Thus, if you go to my Mastodon profile page, in the table of my profile metadata, the entry for my homepage is specially styled to indicate it’s been verified as actually belonging to me.
And that’s how it works.
Next question: how can I verify my GitHub page? At the moment, I’d have to put my Mastodon profile page’s URL into the one open field for URLs in GitHub profiles, because GitHub also does the rel="me"
thing for its profile links. But if I do that, I’d have to remove the link to my homepage, which I don’t want to do.
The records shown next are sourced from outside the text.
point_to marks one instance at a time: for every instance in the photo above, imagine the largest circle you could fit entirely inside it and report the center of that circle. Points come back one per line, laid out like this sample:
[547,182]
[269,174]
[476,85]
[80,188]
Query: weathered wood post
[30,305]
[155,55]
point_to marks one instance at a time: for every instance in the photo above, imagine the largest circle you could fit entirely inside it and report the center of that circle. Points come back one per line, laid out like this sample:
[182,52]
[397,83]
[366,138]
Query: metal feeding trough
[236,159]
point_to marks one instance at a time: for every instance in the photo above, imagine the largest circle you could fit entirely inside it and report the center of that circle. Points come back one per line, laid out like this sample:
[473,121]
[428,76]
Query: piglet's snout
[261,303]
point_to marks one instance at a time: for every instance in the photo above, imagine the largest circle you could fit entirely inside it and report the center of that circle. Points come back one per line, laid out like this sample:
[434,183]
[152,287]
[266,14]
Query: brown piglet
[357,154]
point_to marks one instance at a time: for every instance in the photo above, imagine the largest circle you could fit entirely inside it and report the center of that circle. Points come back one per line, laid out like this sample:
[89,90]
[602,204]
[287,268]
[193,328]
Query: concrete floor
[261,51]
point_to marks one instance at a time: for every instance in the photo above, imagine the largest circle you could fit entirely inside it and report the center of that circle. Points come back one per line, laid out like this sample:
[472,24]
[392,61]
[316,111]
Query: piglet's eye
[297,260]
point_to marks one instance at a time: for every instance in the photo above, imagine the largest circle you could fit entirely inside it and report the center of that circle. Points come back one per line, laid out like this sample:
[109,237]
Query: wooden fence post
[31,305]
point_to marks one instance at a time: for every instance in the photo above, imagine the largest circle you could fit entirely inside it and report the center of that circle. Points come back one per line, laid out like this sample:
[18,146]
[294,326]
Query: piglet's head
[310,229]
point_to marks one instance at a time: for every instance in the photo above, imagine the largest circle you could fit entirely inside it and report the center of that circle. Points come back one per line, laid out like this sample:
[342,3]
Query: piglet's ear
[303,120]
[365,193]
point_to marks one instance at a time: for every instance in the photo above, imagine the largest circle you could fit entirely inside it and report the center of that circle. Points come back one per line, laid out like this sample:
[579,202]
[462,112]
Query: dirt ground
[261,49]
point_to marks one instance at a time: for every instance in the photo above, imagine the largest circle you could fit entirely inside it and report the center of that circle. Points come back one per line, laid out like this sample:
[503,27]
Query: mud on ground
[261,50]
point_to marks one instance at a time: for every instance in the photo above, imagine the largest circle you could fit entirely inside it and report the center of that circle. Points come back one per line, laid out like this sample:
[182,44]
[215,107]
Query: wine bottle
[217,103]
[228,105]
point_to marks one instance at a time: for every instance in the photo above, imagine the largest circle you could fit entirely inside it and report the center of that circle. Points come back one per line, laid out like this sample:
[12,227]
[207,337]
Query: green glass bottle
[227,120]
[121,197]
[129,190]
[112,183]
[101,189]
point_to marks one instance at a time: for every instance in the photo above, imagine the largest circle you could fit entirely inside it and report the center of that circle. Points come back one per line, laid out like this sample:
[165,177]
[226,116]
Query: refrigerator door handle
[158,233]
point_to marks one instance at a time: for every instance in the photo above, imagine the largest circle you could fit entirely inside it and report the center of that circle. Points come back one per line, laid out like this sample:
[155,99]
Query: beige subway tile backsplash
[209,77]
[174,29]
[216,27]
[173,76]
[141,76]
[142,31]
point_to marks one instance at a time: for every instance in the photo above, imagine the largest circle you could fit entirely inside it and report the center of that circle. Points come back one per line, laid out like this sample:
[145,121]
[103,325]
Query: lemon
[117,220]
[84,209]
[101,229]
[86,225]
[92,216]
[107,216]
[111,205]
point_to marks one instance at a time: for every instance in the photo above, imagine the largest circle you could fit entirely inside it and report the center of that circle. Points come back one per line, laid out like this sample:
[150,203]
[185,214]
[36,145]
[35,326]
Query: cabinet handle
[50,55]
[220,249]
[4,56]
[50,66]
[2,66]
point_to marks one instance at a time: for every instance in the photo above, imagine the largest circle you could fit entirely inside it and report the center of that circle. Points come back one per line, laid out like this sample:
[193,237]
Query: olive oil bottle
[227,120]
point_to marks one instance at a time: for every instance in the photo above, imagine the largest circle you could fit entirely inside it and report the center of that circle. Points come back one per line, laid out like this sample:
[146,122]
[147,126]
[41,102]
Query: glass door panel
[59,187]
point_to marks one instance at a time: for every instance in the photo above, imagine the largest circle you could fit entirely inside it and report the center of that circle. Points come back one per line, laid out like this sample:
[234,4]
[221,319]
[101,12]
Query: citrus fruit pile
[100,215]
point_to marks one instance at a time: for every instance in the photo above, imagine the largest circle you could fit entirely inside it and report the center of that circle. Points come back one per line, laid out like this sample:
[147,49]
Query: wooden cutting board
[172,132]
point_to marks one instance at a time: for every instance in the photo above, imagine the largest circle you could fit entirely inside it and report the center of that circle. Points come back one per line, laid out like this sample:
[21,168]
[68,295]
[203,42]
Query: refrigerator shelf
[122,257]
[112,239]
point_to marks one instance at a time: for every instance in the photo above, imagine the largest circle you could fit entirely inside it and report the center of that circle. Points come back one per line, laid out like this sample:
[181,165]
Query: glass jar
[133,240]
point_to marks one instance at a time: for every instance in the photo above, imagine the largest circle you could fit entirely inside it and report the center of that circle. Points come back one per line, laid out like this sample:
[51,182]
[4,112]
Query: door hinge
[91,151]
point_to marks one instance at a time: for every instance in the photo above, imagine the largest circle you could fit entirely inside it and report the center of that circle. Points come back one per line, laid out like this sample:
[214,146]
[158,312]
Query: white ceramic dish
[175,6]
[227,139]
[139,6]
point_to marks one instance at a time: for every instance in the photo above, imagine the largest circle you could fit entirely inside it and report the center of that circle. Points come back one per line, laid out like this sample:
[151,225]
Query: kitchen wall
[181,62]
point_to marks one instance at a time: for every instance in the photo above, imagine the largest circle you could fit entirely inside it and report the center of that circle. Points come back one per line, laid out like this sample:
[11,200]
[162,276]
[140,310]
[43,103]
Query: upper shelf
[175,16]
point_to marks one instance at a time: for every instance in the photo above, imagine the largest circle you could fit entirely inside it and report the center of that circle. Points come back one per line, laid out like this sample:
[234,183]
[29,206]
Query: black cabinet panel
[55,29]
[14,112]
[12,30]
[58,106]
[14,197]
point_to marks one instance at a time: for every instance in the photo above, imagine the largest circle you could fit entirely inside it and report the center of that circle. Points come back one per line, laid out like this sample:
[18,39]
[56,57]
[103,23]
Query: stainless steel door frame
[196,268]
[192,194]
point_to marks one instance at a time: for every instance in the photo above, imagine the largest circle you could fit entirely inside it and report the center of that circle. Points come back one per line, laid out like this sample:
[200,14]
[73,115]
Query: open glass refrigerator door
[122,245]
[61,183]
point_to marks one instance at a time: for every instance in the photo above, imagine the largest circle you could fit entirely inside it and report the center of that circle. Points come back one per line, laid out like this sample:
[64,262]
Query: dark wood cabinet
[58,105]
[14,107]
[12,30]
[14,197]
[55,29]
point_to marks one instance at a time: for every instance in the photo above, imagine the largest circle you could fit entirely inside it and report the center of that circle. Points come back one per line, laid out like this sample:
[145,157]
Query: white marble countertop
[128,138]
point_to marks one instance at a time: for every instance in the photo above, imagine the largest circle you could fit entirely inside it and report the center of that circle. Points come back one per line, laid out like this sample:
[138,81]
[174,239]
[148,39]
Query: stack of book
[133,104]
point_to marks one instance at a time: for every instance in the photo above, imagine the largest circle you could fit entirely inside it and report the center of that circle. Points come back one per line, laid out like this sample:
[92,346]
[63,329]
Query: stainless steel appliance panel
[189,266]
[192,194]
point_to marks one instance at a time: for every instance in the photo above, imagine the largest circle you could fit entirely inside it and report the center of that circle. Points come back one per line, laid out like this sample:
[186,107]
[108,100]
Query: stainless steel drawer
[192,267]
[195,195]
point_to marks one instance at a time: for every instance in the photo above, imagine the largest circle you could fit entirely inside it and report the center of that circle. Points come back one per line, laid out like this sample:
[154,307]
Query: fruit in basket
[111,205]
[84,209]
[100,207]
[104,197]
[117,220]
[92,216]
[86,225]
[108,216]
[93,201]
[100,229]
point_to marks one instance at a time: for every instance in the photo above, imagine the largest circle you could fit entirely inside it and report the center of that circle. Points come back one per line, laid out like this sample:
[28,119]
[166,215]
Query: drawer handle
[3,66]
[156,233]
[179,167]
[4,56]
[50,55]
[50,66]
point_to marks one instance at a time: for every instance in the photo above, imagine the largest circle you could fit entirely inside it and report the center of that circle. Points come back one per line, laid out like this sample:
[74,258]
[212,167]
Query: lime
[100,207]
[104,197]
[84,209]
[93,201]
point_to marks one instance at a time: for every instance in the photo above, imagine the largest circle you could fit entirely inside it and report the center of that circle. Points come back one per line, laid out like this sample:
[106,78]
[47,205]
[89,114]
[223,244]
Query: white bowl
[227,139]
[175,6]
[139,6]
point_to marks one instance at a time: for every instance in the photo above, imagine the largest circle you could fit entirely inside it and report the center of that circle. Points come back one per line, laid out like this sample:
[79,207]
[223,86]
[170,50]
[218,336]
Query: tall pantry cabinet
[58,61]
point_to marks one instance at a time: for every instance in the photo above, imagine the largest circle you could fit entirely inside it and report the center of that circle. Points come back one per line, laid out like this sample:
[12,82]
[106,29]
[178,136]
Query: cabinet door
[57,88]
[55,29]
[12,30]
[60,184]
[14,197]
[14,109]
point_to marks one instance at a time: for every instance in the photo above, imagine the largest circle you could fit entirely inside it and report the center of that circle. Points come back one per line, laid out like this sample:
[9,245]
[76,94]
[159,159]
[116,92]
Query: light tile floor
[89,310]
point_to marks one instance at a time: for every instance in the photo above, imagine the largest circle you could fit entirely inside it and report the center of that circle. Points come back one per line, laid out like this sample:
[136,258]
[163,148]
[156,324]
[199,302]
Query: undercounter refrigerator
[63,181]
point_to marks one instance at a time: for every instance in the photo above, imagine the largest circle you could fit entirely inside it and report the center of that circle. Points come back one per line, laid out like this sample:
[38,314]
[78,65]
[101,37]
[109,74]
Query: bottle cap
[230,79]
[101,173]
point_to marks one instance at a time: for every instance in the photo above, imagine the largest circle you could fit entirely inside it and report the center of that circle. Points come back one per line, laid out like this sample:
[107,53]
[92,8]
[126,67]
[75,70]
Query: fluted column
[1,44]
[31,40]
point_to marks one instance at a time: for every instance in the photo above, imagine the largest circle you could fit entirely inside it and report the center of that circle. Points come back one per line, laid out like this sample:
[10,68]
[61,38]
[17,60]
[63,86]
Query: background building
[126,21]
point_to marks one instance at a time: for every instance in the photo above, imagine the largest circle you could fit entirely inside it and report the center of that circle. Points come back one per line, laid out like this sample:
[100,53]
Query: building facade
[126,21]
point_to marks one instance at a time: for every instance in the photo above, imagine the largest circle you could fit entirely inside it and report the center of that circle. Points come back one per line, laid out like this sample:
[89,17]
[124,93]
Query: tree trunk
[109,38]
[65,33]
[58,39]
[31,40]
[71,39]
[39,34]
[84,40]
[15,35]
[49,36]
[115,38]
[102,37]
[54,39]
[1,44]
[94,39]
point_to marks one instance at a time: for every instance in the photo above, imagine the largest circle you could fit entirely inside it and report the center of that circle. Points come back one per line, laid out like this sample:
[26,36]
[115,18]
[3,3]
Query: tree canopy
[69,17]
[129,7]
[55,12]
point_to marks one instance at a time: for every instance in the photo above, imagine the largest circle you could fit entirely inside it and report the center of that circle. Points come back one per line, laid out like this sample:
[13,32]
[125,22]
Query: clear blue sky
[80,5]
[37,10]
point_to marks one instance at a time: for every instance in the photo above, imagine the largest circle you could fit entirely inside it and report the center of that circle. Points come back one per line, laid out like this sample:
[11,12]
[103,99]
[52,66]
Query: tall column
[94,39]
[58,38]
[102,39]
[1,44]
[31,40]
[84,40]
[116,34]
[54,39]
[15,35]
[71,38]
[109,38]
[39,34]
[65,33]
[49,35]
Until GitHub either provides a dedicated Mastodon profile field the way it provides a dedicated Twitter profile field, or else allows people to add multiple URLs to their profiles the way Mastodon does, I won’t be able to verify my GitHub page on Mastodon. Not a huge deal for me, personally, but in general it would be nice to see GitHub become more flexible in this area. Very smart people are also asking for this, so hopefully that will happen soon(ish).
Comments (6)
Others will probably chime in here too, but if you create a specially-named GitHub repository you can add markup to your GitHub profile page and thus get the verified look for that link as well.
Details here on docs.github.com
You can also link back to your Mastodon profile using a “meta link” in the <head> block of your html. Like:
<link rel=”me” href=”https://mastodon.world/@stignygaard” />
Is approval instance-specific? I did this on my wordpress site and it still hasn’t been verified. I’ve put it in my header and also just as an html link at the bottom of the page. Not sure where I might have gone wrong. Thanks!
A few other details that I’ve discovered:
The URL on your Mastodon profile needs to be the only content in the value column of your profile metadata table, or it won’t get the green check.
The verification check is only done when you save your edits to the profile page. If you then edit the linked page to add or fix your
rel="me"
link, you need to go back and re-save your Mastodon profile after the other site’s changes are published.Because of that last point, you could cheat Github’s one-URL-and-a-twitter-handle profile structure by temporarily changing the URL to point to your Mastodon account, then updating your Mastodon profile, then going back & putting your website back in the Github URL field. But that’s a little slimey, and your green check could disappear at any time.
”The verification check is only done when you save your edits to the profile page.”
Wow, thank you Amelia for this info – I thought I was going crazy!